In exchange, the EU will take ‘vulnerable’ refugees direct from camps on the Syrian border. As part of the deal, the EU pledged to waive visa restrictions on 77 million Turks visiting much of mainland Europe- subject to Turkey meeting a list of conditions. Eurosceptics immediately claimed this would effectively create a giant “border less zone” stretching from Syria to Calais.
Turkey will also get up to £4.6 billion in aid and was promised accelerated talks on full EU membership. The deal threatens to create horrific scenes on the Greek islands tonight as refugees rush to meet the midnight deadline in a bid to reach the EU. It came as staggering figures revealed nearly 150,000 migrants have used the ‘eastern Med’ route and crossed the Aegean Sea to reach Greece so far this year – meaning 997,000 since the start of 2014.
PM David Cameron last night hailed the deal as a “good thing” which will put people smugglers out of business in Turkey – as there was no point any migrant getting on a boat. He said: “For the first time in this crisis, I believe we have a plan, if properly and fully implemented, that really could help to make a difference.”

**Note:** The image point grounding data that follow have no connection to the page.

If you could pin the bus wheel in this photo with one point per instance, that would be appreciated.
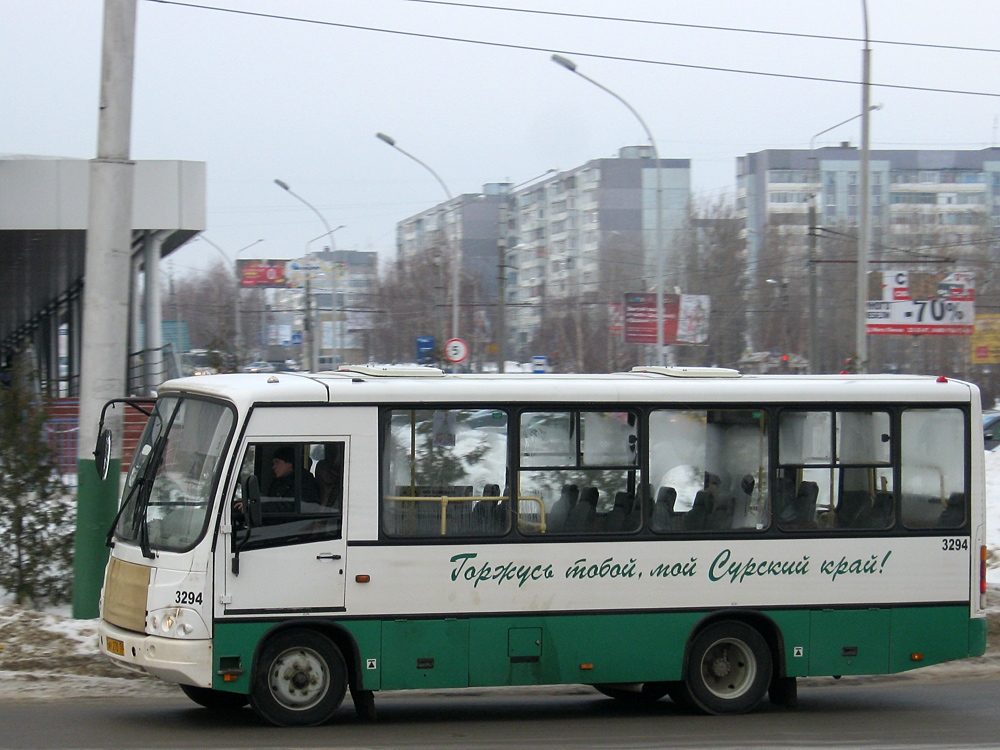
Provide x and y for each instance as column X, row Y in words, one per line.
column 729, row 668
column 215, row 700
column 301, row 679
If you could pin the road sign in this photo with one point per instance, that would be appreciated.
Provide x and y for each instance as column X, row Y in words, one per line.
column 425, row 349
column 456, row 350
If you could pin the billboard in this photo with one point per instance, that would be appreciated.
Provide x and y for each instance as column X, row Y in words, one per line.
column 909, row 303
column 986, row 340
column 685, row 318
column 262, row 273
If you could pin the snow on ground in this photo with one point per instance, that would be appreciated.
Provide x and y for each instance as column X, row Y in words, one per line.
column 45, row 655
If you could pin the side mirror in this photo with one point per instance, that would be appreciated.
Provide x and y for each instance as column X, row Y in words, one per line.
column 102, row 453
column 251, row 496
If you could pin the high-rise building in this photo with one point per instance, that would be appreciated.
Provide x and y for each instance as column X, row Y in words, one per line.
column 583, row 234
column 931, row 196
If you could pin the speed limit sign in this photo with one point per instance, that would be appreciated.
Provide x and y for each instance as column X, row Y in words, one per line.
column 456, row 350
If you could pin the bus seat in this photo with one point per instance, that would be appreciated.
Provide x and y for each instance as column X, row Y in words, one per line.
column 801, row 512
column 619, row 513
column 954, row 512
column 555, row 519
column 853, row 508
column 697, row 518
column 664, row 518
column 581, row 517
column 722, row 512
column 882, row 514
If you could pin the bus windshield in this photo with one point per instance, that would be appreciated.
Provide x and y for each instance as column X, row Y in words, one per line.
column 169, row 486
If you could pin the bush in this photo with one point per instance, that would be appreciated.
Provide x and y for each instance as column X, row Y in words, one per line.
column 37, row 514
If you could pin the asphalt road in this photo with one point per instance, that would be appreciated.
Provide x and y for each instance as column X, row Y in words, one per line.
column 939, row 714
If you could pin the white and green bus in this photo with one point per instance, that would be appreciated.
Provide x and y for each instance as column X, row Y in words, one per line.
column 689, row 532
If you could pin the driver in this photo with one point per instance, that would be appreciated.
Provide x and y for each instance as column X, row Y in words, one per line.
column 283, row 484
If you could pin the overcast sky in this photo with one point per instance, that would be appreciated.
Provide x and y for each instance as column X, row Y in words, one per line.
column 260, row 98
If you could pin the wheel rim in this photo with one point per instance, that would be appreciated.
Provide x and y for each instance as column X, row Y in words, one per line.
column 299, row 678
column 728, row 668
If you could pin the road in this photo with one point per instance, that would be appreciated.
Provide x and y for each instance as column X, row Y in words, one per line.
column 917, row 714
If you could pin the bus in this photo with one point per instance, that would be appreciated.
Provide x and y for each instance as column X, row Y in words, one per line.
column 695, row 533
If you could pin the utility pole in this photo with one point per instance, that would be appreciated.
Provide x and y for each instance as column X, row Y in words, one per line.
column 105, row 302
column 864, row 213
column 813, row 293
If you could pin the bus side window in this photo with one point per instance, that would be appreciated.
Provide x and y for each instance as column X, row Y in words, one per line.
column 292, row 507
column 711, row 467
column 932, row 469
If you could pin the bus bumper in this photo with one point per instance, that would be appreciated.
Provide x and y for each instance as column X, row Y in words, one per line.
column 171, row 659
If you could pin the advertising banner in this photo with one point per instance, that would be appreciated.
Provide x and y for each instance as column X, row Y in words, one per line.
column 986, row 340
column 685, row 318
column 941, row 304
column 640, row 318
column 262, row 273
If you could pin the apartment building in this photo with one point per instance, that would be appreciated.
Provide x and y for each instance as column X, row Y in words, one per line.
column 917, row 196
column 587, row 234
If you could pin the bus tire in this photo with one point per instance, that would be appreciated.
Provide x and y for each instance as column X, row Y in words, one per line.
column 215, row 700
column 729, row 668
column 300, row 679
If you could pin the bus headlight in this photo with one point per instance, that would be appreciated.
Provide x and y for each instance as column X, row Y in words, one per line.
column 176, row 622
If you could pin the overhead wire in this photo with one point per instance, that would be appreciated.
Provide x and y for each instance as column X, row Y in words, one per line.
column 576, row 53
column 705, row 27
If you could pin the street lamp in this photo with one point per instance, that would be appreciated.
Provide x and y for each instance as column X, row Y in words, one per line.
column 660, row 259
column 864, row 218
column 333, row 291
column 457, row 255
column 313, row 351
column 813, row 292
column 236, row 277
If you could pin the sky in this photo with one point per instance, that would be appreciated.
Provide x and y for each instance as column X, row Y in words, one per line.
column 259, row 98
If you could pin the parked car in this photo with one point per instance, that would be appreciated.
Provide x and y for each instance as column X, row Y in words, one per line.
column 991, row 429
column 258, row 367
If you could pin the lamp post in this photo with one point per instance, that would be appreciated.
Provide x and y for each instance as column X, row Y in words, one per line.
column 456, row 261
column 813, row 292
column 864, row 218
column 236, row 277
column 333, row 291
column 312, row 350
column 660, row 259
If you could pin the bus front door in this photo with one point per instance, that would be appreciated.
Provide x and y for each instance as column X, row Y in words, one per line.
column 294, row 558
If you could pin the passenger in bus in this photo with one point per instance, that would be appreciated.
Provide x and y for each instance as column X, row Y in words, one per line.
column 330, row 484
column 283, row 483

But furious Eurosceptics and human rights groups tore into the EU leaders. Amnesty International said it defies belief the EU could be turning away Syrians fleeing Aleppo with genuine asylum claims. Kate Allen, Amnesty’s UK Director, said: “This is a dark day for the Refugee Convention, a dark day for Europe and a dark day for humanity.
“It’s absolutely shameful to see leaders seeking to abandon their legal obligation.” Arch Tory Eurosceptic Peter Bone insisted the deal put the UK in a “very dangerous position”. He stormed: “Although the deal allows Turkey visa free travel just to the Schengen area, it is the first step on the way to allowing them visa free access to the UK.
“While we remain in the EU, we have to accept whatever it tells us to do.” The PM dismissed the claim as “scare tactics” and insisted the visa free agreement didn’t cover the UK. And he added the UK would not have to take any more migrants beyond the 20,000 Syrians the Government has committed to resettle by 2020.
Under the agreement Turkey has to meet 72 conditions to unlock visa free travel to the so-called ‘Schengen’ zone for its citizens. These include issuing passports with microchips that carry the fingerprints of the holders, improving police cooperation with neighbouring EU states and Europol.
Other necessary steps include better protecting the rights of its Roma population and stepping up the fight against corruption and organised crime. UKIP chief Nigel Farage immediately blasted the deal as the “worst of all possible worlds”. He said: “Giving visa free access to Turkey will mean increased numbers of people coming to Europe. “And fast tracking an unstable Turkey into EU membership is madness.” Referring to the referendum, he added: “I feel more confident than ever that Turkey IN means Britain OUT.”
Matthew Elliott Vote Leave ‘The EU is creating a visa-free zone stretching from the English Channel to the Syrian border and has given Turkey the nod that it will be admitted as full member of the European Union. “That will be bad for Turkey, bad for people seeking refuge, and bad for Britain as the EU is an outdated and outmoded institution incapable of dealing with challenges of the 21st century.
“This shows just how risky it is to vote to remain in the EU. If we want control of our borders, our economy and our democracy we must Vote Leave on 23 June.” Earlier yesterday, Turkey’s PM Ahmet Davutoglu insisted: “For Turkey, the refugee issue is not an issue of bargaining, but values.” Mr Davutoglu added he hoped that beyond helping the refugees, the deal would “deepen EU-Turkey relations”.
The EU insisted the deal would have clear commitments that the rights of legitimate refugees would be respected and treated according to international and EU law. In the Idomeni camp on the Greek-Macedonian border, Muhammad Hassan, a Syrian from the devastated city of Aleppo, was looking for relief from the talks in Brussels and wondered why a continent of 500 million people could not deal with the situation.
“Europe have only 1 million” migrants, Hassan said. “How come it’s difficult?” he asked, comparing the EU to Lebanon, a nation of 5.9 million. “If a small country takes 3 million refugees and didn’t talk, how about Europe?